We all have seen this iconic poster, right?
Even though it wasn’t draw to depict Rosie the Riveter, it was a symbol showing women in a male dominated work force during World War II. While women did indeed work outside of the home during this time, most were secretaries or some other type of clerical work. It was far and few between when you saw a woman doing and “man’s” job and even the women who were in traditional women roles would start being an exclusive home maker when they got married and kids came along.
It took having no men available to do the jobs to shake up the rigid lines of the work force and be more inclusive (although the pay definitely wasn’t on equal terms). What I definitely didn’t think about was pre-World War II. The Depression had people scrambling to look for any and all types of work, but even before that there was a need for women to do “men’s” jobs.
I stumbled across this photograph when I was looking for the traditional photograph of the day to use on Facebook for our digital collections:
These ladies were a part of a group on campus that called themselves the Carpenterettes. Men weren’t able to do a lot of the jobs during World War I since they were off fighting overseas. These ladies took matters into their own hands and did repairs around campus and even built the Y.W.C.A. hut.
We also had a group who called themselves the Farmerettes. They tended to the land and grew their own produce to make the university entirely self-sufficient.
Of course, as soon as the men returned to campus, they abandoned the clubs and returned to “normal” life.
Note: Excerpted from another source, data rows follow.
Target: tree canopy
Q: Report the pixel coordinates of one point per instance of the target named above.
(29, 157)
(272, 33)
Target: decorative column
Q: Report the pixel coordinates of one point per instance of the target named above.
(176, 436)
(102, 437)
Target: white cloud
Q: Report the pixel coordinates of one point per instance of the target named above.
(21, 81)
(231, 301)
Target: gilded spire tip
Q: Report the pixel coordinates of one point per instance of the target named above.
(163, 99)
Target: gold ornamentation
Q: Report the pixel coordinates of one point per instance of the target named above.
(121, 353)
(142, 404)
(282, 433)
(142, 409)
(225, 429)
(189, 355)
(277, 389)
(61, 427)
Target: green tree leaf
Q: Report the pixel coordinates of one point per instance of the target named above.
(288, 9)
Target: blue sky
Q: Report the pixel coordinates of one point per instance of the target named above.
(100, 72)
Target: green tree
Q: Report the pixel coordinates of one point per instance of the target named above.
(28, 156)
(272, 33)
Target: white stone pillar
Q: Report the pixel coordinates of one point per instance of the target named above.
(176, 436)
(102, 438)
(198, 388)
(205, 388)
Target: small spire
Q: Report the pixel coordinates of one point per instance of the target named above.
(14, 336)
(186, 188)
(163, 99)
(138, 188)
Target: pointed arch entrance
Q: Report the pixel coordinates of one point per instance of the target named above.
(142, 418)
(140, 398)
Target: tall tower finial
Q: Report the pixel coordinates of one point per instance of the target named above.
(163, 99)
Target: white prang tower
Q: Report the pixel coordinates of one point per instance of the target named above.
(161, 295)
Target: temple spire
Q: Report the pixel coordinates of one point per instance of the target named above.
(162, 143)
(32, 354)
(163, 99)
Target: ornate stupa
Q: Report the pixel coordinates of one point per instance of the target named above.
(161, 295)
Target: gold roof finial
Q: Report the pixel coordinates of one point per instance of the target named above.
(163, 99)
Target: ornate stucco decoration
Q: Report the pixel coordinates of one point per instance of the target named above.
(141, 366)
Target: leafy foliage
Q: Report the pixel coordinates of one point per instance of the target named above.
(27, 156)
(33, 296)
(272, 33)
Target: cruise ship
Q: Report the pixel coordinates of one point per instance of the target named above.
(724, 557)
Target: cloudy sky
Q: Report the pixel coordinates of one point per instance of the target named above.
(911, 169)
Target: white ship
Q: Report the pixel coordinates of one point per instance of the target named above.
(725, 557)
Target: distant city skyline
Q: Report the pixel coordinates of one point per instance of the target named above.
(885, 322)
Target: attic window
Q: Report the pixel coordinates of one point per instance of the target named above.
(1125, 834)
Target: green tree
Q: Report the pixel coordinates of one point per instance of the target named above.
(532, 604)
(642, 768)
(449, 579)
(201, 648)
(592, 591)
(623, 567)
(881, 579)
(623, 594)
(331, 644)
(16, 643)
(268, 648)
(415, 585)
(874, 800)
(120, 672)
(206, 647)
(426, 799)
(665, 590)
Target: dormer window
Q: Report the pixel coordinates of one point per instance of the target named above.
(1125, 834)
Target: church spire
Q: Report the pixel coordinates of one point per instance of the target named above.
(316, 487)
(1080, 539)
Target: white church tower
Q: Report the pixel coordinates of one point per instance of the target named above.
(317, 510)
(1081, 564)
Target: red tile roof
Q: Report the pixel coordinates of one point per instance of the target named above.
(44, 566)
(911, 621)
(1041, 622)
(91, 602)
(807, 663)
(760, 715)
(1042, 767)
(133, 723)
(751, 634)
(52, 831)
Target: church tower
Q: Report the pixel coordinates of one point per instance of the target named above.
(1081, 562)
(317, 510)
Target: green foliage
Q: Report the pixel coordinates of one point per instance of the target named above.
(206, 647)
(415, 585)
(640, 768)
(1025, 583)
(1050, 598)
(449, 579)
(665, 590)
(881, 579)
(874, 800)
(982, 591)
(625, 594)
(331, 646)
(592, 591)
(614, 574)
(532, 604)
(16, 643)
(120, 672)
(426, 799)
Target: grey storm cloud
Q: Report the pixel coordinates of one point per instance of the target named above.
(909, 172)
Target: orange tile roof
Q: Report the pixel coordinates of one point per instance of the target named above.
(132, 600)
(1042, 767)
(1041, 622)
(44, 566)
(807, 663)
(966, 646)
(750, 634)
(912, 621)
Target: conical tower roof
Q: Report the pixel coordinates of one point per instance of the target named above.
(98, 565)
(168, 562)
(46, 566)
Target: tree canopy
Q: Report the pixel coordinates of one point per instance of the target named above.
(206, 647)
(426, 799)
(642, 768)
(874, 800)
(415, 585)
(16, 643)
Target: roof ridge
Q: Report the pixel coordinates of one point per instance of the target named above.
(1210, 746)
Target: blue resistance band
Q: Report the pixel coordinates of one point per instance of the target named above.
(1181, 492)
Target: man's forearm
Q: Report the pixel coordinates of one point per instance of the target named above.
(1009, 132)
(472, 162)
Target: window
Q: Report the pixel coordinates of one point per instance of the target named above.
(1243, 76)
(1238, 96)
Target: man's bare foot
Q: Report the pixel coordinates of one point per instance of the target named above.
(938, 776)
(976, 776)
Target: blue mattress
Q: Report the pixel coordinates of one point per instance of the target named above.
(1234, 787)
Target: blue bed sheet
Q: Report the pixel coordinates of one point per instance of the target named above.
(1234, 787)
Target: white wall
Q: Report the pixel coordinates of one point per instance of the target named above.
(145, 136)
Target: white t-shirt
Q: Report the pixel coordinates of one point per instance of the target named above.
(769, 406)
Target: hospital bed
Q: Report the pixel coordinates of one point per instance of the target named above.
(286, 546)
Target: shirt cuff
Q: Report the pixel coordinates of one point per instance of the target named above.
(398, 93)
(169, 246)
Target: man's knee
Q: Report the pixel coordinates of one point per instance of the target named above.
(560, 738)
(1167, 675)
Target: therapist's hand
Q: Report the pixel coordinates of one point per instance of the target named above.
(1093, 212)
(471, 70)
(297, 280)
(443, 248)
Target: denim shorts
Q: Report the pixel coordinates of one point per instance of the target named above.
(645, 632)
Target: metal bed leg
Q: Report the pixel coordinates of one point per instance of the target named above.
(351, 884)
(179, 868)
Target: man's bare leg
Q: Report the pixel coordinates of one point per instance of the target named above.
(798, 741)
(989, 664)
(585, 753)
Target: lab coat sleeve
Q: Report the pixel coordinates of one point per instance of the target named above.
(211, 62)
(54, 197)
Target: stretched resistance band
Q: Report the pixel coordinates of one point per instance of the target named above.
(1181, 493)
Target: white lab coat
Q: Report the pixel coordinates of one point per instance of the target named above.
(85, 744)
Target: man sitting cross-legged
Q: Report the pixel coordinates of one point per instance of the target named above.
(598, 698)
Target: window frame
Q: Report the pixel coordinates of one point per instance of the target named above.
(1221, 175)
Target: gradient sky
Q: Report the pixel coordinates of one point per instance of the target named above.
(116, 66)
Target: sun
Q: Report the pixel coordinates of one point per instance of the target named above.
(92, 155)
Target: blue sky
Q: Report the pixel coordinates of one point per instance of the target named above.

I love running across these awesomely inspiring photographs. There just something about a whole college coming together for their country that makes my heart smile. I hope if something happened where we are thrown into this type of situation again, we would be just like these girls and step up to the plate AND get our education in. After all as Charles Duncan McIver stated, “Educate a man, and you educate an individual; educate a woman and you educated a family” (although this is becoming less and less of a true statement since gender lines have started to blur more and more).